Queen Victoria and Prince Albert,
page 12 of 13

He had, too, a peculiar capacity for understanding foreign nations in their lines of thought, their likes and dislikes, and their politics. As learning of all kinds was to the great Lord Bacon, so the politics of all nations were to Lord Palmerston. He practically had, at all times, the political map of Europe not only in his pocket, but he knew it by heart. By that power of witchery which he possessed, which amounted to genius, he had the faculty of feeling a nation’s pulse on all vital points without that nation knowing it, and he regulated his own country’s political action accordingly, and seldom blundered in the decision. In his legislative relationships at home he was ever guided by this same strong, far-seeing faculty. He well knew that, so long as he had public opinion on his side, no influence could subvert him or prevail against him. His knowledge of public opinion, and the probable tendency it might, at some important juncture, take, seemed to be in him an instinct, and could always be trusted. He had his failings, being stubborn, hot-tempered, and self-willed; but no statesman of the reign has served his sovereign and his country more faithfully, and no one has ever done so much to make our name both respected and feared abroad.

The whole of Her Majesty’s reign has marked a wonderful and brilliant era in civilization. During that period our own nation may be said to have created a literature, an art, and a philosophy of its own. The men of distinction in letters who have been raised in our land during the past half-century are almost numberless, but, amongst the great masters in thought and distinguished moral teachers, Dr.
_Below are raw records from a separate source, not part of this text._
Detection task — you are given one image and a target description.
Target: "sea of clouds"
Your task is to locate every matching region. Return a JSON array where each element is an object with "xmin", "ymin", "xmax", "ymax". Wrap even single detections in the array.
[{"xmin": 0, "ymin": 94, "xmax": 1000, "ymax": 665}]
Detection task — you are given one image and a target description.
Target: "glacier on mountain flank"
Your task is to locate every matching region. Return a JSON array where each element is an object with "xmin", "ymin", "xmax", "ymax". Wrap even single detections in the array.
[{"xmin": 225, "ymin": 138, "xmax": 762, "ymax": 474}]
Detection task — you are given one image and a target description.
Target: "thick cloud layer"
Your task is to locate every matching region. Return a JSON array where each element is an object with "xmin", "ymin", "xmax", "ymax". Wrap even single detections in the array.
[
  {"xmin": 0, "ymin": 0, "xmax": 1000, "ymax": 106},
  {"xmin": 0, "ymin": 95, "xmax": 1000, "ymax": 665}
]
Arnold, Carlyle, Dickens, Thackeray, John Stuart Mill, Herbert Spencer, Huxley, Tyndal, and Darwin may be mentioned. Apart from all these teachers there are two men who have richly gained for themselves a lofty splendid eminence in the purest regions of the world of thought-Tennyson and Browning. By a happy, though very unusual, chance in literary history, these two most eminent British poets of the latter half of the nineteenth century have been contemporaries, and both have had allotted to them more than the threescore years and ten of which the Psalmist sings. They have not been the ephemeral poets of a day, but all their lives long have had an increasing popularity, and in their latter days have commanded veneration and love; and when, one short year ago, the latter was buried by the side of him (Charles Dickens) who wrote of “Little Nell,” in Westminster Abbey, no hero or great man ever more deserved the sweet words of his own beloved wife’s hymn, set to the solemn strains of the organ, “He giveth His beloved sleep!” Unlike the too frequent lot of poets,

“Who learn by suffering what they teach in song,”

it has been the happy lot of Tennyson and Browning to live free from the pressure and excesses which have agitated the lives of so many great men. In much these poets are alike; but the noblest point in which they resemble each other is their holding fast to the great spiritual truths of existence, and, with lofty aim, looking ever upwards to the grand destiny of the human soul. They have been prophets, teachers, seers, as well as poets; and it is alike an honour to them, and a matter for unbounded gratification to us that our two most illustrious poets have ever had implicit confidence in the divine Fatherhood, that confidence so nobly expressed in Browning’s line:—

“God’s in His heaven: all’s right with the world.”